Es war Liebe auf den ersten Blick. Und das an Riccos erstem Schultag an der neuen Highschool in Morgan Hill, Kalifornien! Dabei war er alles andere als ein Romantiker. Er war tough, so wie es sich für einen echten Mexikaner gehörte. Außerdem wirkte er allein schon wegen seiner Größe und seines kräftigen Körperbaus wie einer, der sich nicht so leicht einschüchtern ließ. Doch als er sich kurz vor Beginn seiner ersten Englischstunde ausgerechnet hinter dieses blondhaarige Mädchen setzte, es sich völlig überraschend zu ihm umdrehte und ihn mit großen blauen Augen anstrahlte, war’s um ihn geschehen.

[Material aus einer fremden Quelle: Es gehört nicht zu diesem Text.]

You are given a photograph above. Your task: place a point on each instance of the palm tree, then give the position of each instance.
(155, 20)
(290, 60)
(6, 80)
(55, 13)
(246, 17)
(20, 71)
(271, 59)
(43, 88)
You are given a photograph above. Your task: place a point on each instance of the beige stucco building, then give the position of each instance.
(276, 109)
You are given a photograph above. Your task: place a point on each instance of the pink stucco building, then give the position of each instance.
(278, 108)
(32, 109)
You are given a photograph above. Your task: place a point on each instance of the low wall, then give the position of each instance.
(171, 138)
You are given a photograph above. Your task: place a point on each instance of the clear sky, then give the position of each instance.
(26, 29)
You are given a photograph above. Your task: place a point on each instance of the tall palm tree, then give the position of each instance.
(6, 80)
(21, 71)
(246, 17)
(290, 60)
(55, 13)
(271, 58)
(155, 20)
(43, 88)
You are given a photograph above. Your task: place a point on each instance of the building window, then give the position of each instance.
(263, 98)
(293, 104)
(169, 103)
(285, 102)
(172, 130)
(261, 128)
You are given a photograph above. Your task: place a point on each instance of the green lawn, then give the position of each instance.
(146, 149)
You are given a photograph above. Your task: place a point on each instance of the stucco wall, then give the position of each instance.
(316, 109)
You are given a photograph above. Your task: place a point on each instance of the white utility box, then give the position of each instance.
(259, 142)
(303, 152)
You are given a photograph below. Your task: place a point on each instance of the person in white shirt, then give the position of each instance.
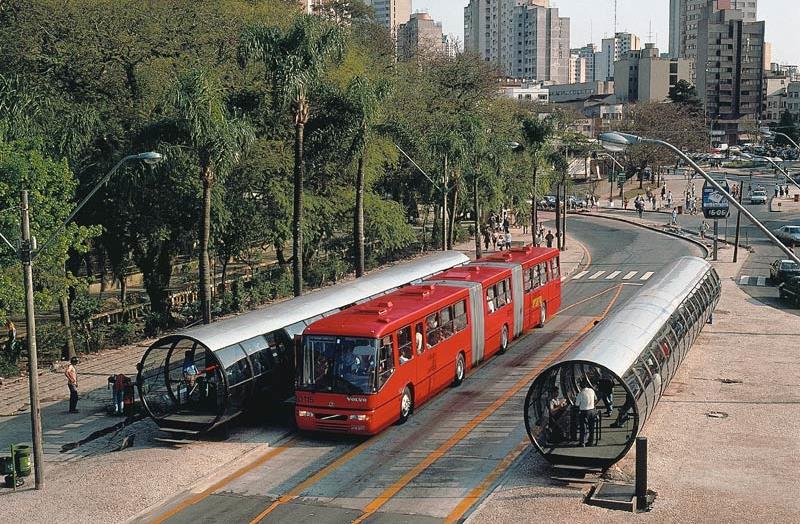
(587, 415)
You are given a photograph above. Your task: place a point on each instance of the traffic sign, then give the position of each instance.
(715, 203)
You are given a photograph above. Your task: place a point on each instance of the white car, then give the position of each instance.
(758, 197)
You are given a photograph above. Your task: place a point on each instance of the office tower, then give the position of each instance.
(525, 38)
(420, 36)
(643, 76)
(730, 69)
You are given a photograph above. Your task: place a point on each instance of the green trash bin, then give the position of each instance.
(22, 459)
(6, 466)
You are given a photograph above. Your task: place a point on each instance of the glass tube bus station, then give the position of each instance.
(629, 359)
(195, 380)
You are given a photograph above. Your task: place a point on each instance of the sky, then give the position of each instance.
(591, 20)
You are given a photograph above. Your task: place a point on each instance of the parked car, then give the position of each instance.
(789, 235)
(783, 270)
(790, 290)
(758, 197)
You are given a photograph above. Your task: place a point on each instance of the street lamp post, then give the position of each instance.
(28, 253)
(619, 141)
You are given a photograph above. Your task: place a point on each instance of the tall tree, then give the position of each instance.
(202, 124)
(535, 132)
(295, 60)
(366, 97)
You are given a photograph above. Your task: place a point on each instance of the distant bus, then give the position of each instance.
(367, 367)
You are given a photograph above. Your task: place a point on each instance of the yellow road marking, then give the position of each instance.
(439, 452)
(481, 488)
(310, 481)
(194, 499)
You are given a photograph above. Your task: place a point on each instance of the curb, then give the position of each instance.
(657, 230)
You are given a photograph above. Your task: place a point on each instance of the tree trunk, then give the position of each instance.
(478, 222)
(558, 215)
(450, 238)
(205, 235)
(65, 321)
(358, 225)
(444, 206)
(297, 220)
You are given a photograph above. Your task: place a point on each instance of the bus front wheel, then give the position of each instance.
(406, 405)
(504, 339)
(461, 370)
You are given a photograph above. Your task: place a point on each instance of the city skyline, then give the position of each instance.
(593, 20)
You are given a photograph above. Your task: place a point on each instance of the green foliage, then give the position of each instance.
(50, 184)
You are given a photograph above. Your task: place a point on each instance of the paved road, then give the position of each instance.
(448, 456)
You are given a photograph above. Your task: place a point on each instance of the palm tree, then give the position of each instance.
(366, 97)
(536, 133)
(203, 125)
(294, 61)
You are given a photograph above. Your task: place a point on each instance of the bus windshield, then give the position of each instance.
(339, 364)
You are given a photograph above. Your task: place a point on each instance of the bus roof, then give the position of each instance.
(521, 255)
(473, 272)
(385, 314)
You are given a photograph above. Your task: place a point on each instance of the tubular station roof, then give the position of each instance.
(223, 333)
(634, 324)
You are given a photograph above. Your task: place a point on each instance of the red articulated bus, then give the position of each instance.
(369, 366)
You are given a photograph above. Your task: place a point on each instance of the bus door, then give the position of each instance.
(425, 363)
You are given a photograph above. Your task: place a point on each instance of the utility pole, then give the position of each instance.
(738, 227)
(26, 255)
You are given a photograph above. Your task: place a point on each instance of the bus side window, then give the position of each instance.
(461, 316)
(433, 329)
(490, 299)
(385, 360)
(404, 344)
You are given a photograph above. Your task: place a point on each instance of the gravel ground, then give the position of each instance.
(734, 469)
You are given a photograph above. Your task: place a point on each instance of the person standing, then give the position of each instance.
(587, 416)
(72, 383)
(549, 238)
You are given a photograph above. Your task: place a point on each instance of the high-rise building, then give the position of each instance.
(685, 15)
(391, 13)
(420, 36)
(730, 69)
(525, 38)
(611, 49)
(643, 76)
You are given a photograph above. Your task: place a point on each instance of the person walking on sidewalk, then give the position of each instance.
(72, 383)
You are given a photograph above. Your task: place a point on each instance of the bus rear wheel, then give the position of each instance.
(461, 370)
(504, 340)
(406, 405)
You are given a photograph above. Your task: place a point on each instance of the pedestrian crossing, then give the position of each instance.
(586, 275)
(746, 280)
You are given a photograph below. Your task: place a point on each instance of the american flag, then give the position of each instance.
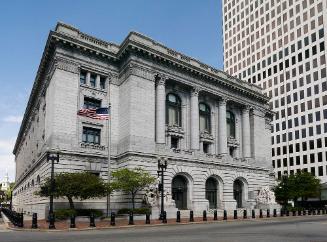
(95, 113)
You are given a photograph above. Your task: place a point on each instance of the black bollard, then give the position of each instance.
(34, 221)
(147, 218)
(215, 215)
(131, 218)
(178, 218)
(51, 221)
(113, 219)
(205, 215)
(245, 214)
(22, 220)
(72, 221)
(92, 222)
(164, 219)
(191, 216)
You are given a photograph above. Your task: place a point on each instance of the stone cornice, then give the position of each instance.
(134, 43)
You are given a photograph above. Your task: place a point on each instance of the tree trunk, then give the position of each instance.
(133, 201)
(71, 203)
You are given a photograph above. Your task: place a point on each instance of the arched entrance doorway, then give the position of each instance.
(238, 192)
(179, 191)
(211, 192)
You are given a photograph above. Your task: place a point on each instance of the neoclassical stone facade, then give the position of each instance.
(213, 129)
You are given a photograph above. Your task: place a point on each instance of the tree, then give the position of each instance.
(301, 185)
(131, 181)
(80, 185)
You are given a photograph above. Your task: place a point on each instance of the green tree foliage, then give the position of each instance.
(301, 185)
(80, 185)
(131, 181)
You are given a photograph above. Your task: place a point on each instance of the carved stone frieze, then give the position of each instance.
(67, 65)
(232, 142)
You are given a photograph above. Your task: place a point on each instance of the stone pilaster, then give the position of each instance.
(246, 138)
(97, 81)
(160, 109)
(195, 133)
(222, 127)
(88, 76)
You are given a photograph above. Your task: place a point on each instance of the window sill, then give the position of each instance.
(92, 146)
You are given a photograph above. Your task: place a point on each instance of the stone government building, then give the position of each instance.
(214, 129)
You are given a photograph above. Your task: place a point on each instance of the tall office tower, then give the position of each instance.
(280, 46)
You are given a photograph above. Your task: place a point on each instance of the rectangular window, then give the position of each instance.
(91, 135)
(91, 103)
(82, 77)
(102, 82)
(93, 80)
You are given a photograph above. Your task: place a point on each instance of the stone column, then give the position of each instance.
(88, 76)
(195, 133)
(160, 109)
(222, 127)
(246, 140)
(97, 81)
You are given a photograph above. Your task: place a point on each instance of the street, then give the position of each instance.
(274, 229)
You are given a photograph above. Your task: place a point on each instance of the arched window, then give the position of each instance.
(173, 110)
(204, 112)
(230, 119)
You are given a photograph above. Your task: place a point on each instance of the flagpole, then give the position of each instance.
(109, 147)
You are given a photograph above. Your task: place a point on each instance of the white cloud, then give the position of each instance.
(7, 145)
(13, 119)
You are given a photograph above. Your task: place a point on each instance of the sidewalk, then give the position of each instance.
(105, 224)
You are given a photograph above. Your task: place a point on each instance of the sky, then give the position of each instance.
(193, 27)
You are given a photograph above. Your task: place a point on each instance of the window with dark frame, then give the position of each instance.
(91, 135)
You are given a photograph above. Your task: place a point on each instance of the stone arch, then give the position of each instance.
(185, 173)
(240, 191)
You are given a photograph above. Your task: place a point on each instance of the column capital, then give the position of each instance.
(195, 91)
(160, 79)
(222, 101)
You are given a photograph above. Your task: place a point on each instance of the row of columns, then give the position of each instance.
(195, 134)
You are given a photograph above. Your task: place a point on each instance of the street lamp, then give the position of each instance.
(162, 167)
(52, 158)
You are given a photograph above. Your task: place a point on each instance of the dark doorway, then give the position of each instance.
(238, 190)
(179, 192)
(211, 192)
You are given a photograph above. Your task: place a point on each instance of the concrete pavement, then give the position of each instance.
(306, 229)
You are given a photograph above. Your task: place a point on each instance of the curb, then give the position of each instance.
(148, 225)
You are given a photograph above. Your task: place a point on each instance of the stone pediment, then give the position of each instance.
(174, 130)
(205, 136)
(232, 142)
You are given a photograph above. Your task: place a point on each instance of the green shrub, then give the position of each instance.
(135, 211)
(62, 214)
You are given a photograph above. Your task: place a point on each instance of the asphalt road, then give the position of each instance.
(297, 229)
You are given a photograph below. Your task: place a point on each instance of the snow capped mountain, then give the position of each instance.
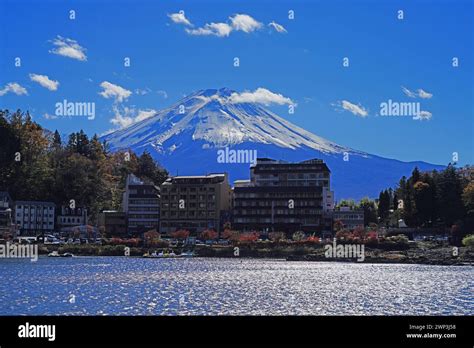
(185, 137)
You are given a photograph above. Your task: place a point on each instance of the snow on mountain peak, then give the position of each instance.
(211, 117)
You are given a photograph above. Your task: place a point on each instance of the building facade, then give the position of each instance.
(194, 203)
(283, 196)
(71, 217)
(7, 227)
(34, 218)
(113, 223)
(350, 217)
(141, 202)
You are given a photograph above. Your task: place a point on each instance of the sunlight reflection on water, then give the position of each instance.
(136, 286)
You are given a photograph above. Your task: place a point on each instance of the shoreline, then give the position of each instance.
(427, 253)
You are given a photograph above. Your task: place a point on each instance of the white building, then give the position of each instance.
(34, 218)
(71, 217)
(141, 202)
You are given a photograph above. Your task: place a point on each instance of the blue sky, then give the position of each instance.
(304, 64)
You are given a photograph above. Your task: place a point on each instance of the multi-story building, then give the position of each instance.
(34, 218)
(141, 202)
(7, 229)
(71, 217)
(194, 203)
(285, 197)
(349, 216)
(113, 223)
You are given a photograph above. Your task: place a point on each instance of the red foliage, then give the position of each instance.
(209, 235)
(180, 234)
(249, 237)
(276, 236)
(313, 239)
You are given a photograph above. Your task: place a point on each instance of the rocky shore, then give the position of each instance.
(432, 253)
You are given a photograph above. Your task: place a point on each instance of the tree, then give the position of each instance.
(338, 225)
(384, 205)
(57, 143)
(449, 196)
(147, 168)
(424, 202)
(151, 237)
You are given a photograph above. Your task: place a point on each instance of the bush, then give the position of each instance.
(208, 235)
(276, 236)
(468, 241)
(180, 234)
(298, 236)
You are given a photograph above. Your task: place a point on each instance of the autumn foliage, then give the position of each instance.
(180, 234)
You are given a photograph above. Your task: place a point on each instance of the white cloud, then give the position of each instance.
(180, 18)
(357, 110)
(278, 27)
(423, 115)
(408, 93)
(245, 23)
(142, 91)
(45, 81)
(114, 91)
(217, 29)
(68, 48)
(238, 22)
(49, 116)
(129, 116)
(13, 87)
(261, 96)
(419, 93)
(162, 93)
(423, 94)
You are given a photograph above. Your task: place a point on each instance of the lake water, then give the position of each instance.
(203, 286)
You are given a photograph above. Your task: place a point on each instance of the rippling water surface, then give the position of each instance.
(136, 286)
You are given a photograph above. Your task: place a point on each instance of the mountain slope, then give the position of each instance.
(185, 139)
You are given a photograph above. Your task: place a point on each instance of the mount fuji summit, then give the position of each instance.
(187, 137)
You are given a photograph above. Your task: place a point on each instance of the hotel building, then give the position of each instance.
(34, 218)
(141, 202)
(286, 197)
(194, 203)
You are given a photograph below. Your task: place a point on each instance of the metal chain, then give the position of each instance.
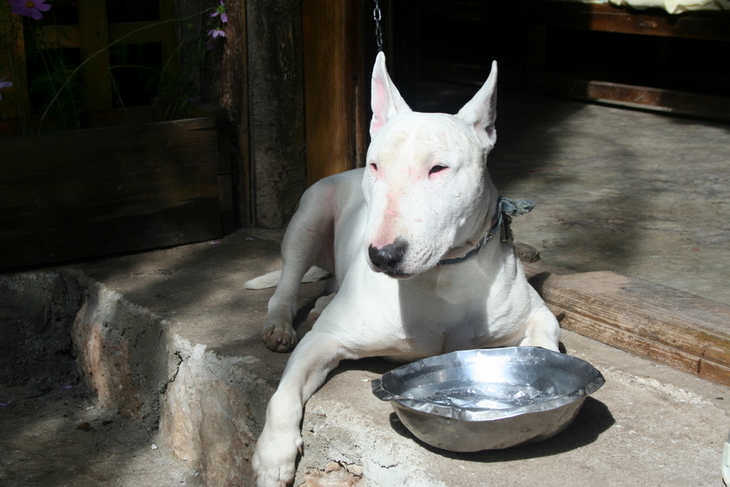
(378, 29)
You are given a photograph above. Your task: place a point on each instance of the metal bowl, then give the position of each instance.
(488, 399)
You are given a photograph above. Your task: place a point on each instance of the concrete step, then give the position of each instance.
(171, 337)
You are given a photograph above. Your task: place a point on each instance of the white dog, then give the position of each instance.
(413, 240)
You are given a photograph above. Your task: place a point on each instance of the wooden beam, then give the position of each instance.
(671, 101)
(650, 320)
(608, 18)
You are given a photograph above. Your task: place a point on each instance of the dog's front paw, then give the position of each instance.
(279, 338)
(274, 461)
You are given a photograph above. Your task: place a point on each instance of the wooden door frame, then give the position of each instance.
(336, 89)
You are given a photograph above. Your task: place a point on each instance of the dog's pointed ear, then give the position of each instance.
(481, 111)
(386, 100)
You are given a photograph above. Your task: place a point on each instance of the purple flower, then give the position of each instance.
(29, 8)
(214, 33)
(221, 10)
(4, 84)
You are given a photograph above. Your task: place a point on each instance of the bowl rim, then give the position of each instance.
(595, 382)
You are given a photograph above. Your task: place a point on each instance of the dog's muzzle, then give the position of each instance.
(387, 258)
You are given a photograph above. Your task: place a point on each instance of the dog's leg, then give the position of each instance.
(308, 241)
(319, 306)
(543, 330)
(280, 441)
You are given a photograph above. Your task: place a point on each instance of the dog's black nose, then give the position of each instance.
(388, 257)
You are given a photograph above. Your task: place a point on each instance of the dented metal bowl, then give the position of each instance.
(488, 399)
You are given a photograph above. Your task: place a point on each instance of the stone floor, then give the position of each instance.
(643, 194)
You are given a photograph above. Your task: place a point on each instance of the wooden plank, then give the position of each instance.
(654, 321)
(671, 101)
(97, 192)
(13, 68)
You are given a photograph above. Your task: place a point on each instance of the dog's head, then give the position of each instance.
(426, 183)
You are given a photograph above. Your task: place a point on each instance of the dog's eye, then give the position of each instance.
(436, 168)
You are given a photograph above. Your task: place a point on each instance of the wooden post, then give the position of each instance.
(14, 104)
(94, 37)
(333, 82)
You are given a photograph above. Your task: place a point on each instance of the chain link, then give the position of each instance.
(377, 15)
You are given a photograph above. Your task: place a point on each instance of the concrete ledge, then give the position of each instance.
(171, 336)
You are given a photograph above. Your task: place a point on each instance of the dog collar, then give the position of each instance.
(506, 208)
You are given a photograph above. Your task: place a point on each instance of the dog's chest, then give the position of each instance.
(446, 316)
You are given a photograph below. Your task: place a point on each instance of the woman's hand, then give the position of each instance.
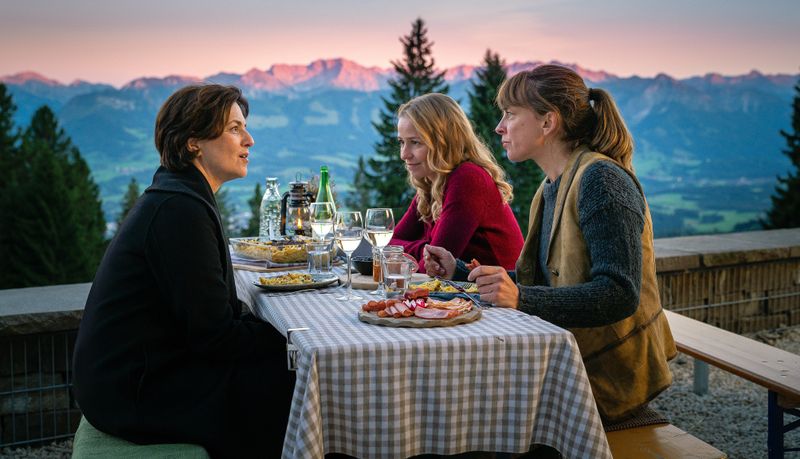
(438, 262)
(495, 286)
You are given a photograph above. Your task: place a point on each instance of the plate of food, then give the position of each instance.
(282, 251)
(295, 281)
(418, 310)
(442, 291)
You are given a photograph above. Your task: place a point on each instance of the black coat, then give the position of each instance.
(162, 353)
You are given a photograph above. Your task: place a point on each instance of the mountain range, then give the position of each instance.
(707, 148)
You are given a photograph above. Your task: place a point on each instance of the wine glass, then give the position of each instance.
(348, 230)
(321, 216)
(379, 228)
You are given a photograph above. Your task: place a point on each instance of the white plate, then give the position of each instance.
(318, 281)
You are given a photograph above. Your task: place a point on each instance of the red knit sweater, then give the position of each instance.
(474, 222)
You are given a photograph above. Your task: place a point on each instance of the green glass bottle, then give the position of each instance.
(324, 194)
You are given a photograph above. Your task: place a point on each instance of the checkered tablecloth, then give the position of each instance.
(498, 384)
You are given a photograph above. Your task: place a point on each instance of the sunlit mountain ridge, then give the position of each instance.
(708, 147)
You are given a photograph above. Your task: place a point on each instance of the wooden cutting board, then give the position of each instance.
(363, 282)
(418, 322)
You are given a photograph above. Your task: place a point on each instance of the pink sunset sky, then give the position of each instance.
(117, 41)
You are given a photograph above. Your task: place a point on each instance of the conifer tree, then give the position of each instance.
(385, 173)
(60, 234)
(785, 212)
(254, 203)
(526, 176)
(8, 179)
(129, 200)
(362, 196)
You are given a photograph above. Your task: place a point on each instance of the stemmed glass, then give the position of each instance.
(379, 228)
(348, 229)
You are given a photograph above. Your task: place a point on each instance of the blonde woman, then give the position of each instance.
(462, 197)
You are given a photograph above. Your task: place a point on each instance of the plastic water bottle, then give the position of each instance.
(325, 194)
(270, 212)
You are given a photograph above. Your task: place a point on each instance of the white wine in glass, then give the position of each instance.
(348, 230)
(379, 229)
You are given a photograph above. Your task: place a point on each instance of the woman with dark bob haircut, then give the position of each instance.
(164, 353)
(588, 262)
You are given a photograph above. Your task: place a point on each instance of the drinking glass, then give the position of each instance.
(321, 215)
(379, 226)
(348, 230)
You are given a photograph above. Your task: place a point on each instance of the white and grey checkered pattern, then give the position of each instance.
(498, 384)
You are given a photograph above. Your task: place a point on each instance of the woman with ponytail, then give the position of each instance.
(588, 262)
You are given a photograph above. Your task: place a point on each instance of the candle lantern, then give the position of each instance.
(295, 210)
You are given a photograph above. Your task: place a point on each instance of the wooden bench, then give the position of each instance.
(659, 441)
(775, 369)
(90, 443)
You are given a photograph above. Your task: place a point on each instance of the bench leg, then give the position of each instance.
(700, 377)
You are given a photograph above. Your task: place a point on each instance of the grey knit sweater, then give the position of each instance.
(611, 214)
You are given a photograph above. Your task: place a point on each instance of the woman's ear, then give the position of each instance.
(192, 146)
(550, 122)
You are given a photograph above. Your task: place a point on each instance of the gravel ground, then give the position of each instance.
(732, 416)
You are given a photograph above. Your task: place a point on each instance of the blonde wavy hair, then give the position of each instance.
(444, 128)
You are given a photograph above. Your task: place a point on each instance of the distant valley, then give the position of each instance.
(708, 148)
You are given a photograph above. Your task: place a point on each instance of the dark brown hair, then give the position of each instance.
(588, 116)
(196, 111)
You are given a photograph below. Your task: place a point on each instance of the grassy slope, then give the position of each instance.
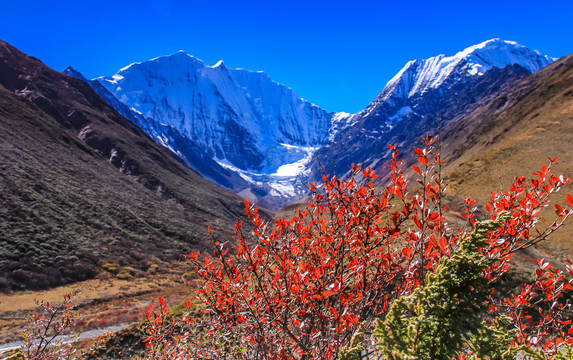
(69, 205)
(513, 135)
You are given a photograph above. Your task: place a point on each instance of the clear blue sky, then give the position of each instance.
(336, 54)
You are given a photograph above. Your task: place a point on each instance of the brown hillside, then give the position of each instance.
(513, 135)
(81, 186)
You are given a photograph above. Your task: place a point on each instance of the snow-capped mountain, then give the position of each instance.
(248, 124)
(248, 133)
(419, 76)
(239, 117)
(411, 102)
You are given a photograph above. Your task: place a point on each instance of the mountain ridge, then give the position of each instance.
(82, 186)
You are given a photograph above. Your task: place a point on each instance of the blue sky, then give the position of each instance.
(336, 54)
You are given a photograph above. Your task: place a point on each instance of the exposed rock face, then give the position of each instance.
(81, 185)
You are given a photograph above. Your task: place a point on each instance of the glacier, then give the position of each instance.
(245, 132)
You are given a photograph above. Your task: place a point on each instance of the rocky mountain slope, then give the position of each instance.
(247, 133)
(247, 124)
(81, 186)
(513, 134)
(444, 87)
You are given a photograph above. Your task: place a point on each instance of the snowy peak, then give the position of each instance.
(258, 129)
(419, 76)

»Hi«, sagte sie und streckte ihm die Hand entgegen. »Ich bin Judy. Judy Tiger.«

Sie lächelte ihn freundlich an. Es war das bezauberndste Lächeln, das Ricco je gesehen hatte, und er fühlte sich, als würden schlagartig tausend Feuerfunken in seinem Herzen sprühen.

»Ricardo Sotelo«, stellte sich der Siebzehnjährige vor und schüttelte ihre Hand, ohne seinen Blick von ihr abzuwenden. »Aber alle nennen mich Ricco.«

»Hi, Ricco«, sagte Judy fröhlich. »Willkommen an der Live Oak Highschool. Wenn du irgendetwas brauchst, ich helfe dir gerne.«

»Danke«, nuschelte Ricco verlegen.

Judy drehte sich wieder nach vorne. Ricco starrte von hinten auf ihre goldblonden Haare, während die Schmetterlinge ordentlich in seinem Bauch tanzten.

Judy…

Irgendetwas war anders an ihr. Ricco hätte es nicht benennen können. Aber da war etwas in ihren Augen, als sie ihn angesehen hatte, das ihn völlig verzauberte. Ja, noch mehr als das. Es entwaffnete ihn. Und das war ihm noch nie passiert. Er war es gewohnt, die Kontrolle zu haben. Er war derjenige, der den anderen sagte, wo’s langging, und nicht umgekehrt. Dem letzten Kerl, der ihm sein Mädchen ausgespannt hatte, hatte er mitten auf dem Pausenhof eine ordentliche Abreibung verpasst. Dass er damals seine Freundin verloren hatte, fand er weniger tragisch, als dass er sein Gesicht und damit seine Würde als Mann verloren hatte. Mut, Tapferkeit, Ehre, Männlichkeit– das waren Worte, die in der mexikanischen Kultur großgeschrieben wurden. Ein Mann weinte nicht. Ein Mann zeigte keine Gefühle. Jemandem zu sagen, dass man ihn liebte, galt als Zeichen von Schwäche. Und da tauchte dieses Mädchen auf und brachte mit einem einzigen Lächeln seine gesamte Machofassade zum Bröckeln. Ricco erkannte sich selbst kaum wieder.